I think about those forms we fill out, you know, the ones that ask for our information. If only more of us would check the “Other” box. Seriously, we identify one way or another, but if we just gave ourselves a chance to think about it we might see that we are giving ourselves short shrift. There are so many more facets to our personalities, to our mentalities, and to our essential selves, that we neglect to see because we’re so busy forcing ourselves into the pre-confined boxes. What I honestly love is when the “Other” box is followed by a line where you can expound upon what truly makes you different, what really helps you to exist outside of those other boxes.

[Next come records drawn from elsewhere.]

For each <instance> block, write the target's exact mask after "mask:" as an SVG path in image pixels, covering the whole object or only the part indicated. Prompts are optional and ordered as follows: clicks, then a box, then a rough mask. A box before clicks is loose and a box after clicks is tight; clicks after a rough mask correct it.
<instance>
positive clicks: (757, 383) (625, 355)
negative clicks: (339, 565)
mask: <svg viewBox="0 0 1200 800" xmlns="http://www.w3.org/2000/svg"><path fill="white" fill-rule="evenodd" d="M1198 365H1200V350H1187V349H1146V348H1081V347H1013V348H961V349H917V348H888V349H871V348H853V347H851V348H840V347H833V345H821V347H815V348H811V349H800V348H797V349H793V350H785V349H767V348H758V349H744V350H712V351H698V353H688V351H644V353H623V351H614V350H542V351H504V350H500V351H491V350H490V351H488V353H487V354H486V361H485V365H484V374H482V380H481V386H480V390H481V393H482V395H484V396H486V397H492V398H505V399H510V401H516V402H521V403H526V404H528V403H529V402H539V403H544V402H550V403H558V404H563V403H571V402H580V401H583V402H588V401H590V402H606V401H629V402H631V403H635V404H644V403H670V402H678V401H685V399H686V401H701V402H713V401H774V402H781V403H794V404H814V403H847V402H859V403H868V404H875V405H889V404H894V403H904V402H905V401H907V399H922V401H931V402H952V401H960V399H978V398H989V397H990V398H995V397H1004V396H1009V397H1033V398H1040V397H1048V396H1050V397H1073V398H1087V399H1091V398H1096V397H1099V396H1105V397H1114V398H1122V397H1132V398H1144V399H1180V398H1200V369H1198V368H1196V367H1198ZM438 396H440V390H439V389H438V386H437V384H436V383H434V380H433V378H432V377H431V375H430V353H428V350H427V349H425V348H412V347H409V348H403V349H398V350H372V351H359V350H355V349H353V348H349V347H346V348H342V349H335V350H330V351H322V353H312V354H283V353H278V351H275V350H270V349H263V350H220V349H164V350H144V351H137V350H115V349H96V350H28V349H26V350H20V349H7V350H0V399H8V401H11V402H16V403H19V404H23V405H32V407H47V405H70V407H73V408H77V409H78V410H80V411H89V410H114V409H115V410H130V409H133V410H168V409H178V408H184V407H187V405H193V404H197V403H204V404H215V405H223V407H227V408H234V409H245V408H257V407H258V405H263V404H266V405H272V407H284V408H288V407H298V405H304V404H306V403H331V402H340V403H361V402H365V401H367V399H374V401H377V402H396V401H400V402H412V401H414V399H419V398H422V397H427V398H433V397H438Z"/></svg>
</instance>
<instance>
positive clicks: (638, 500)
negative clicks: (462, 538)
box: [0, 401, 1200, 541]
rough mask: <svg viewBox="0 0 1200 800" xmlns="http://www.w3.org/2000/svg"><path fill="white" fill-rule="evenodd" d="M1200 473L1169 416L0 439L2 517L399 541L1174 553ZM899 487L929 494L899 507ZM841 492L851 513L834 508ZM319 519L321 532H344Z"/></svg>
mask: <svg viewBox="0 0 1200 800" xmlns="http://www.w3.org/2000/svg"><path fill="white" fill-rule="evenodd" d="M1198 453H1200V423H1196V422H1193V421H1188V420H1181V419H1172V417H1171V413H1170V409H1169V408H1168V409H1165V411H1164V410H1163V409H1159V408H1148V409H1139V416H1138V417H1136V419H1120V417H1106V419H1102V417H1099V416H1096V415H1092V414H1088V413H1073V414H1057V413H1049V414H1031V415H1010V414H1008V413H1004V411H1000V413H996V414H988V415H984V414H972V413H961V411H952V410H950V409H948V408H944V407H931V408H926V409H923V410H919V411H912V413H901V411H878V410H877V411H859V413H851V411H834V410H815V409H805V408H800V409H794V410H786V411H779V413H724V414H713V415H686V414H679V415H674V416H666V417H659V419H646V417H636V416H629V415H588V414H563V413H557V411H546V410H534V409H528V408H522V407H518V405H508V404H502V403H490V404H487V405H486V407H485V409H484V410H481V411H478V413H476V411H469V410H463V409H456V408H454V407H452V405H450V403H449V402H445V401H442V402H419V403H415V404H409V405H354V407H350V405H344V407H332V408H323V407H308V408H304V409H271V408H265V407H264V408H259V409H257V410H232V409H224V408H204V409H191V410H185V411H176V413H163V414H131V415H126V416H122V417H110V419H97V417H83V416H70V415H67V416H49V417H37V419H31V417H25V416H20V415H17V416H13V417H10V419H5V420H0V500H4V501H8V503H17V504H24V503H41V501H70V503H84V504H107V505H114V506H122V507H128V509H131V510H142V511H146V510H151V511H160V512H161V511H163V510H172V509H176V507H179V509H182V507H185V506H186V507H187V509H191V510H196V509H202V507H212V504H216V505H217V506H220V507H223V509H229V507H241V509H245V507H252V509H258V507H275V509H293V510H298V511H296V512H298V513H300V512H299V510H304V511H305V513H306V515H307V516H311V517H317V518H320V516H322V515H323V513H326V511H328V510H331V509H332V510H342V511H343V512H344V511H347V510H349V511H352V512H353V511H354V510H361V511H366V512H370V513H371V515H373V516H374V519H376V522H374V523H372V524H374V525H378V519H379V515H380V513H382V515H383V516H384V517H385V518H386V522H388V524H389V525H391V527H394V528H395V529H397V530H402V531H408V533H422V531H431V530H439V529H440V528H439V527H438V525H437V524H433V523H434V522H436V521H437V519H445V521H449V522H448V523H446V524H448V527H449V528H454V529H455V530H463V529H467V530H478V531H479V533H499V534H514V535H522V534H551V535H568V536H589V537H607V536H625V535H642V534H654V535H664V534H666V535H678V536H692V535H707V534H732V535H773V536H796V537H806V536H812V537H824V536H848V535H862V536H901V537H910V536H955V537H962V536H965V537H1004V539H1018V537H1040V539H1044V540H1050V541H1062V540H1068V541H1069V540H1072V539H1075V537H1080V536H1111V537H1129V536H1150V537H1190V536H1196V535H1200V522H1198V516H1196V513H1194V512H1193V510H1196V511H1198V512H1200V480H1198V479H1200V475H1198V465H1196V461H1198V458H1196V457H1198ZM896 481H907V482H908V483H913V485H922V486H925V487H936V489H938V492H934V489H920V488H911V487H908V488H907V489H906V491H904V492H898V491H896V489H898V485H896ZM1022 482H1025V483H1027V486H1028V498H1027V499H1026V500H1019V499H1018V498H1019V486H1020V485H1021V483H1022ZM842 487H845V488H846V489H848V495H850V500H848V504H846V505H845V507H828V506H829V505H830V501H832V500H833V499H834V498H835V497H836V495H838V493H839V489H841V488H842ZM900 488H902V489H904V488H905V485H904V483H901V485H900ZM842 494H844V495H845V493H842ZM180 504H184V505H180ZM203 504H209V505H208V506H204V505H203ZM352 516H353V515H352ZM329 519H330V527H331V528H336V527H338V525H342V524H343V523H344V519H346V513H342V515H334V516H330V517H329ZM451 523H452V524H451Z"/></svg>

And so cliques form. You’ve seen them. They have their own language. When you first stumble upon them in the wild you can almost will yourself to believe they make sense, but they don’t, except to themselves. Usually these cliques form around the largest thing you have in common, so you don’t ever delve any deeper. That’s not to say that cliques can’t be fulfilling to the people who live inside of them. There is an undeniable connection there. But imagine taking those same people, choosing another facet of their personality, and matching them up with others who share that, then doing it again, and again, and again. There are so many sides to every single human being that it could be endless, and the combinations of connections that could be made is also endless.
I imagine a world like that, where we don’t judge others based on what we see on the outside, when we delve deeper to figure out who people really are, to look at them from all sides and connect on those other levels. A place where we all check the “Other” box and use another whole sheet of paper to explain why we don’t identify with those standard responses. A world where we don’t get cliqueish just because we can, or because it’s comfortable, but where we instead embrace our whole selves and we seek out that difference in others.
But first, we have to accept that we judge others, or nothing will change.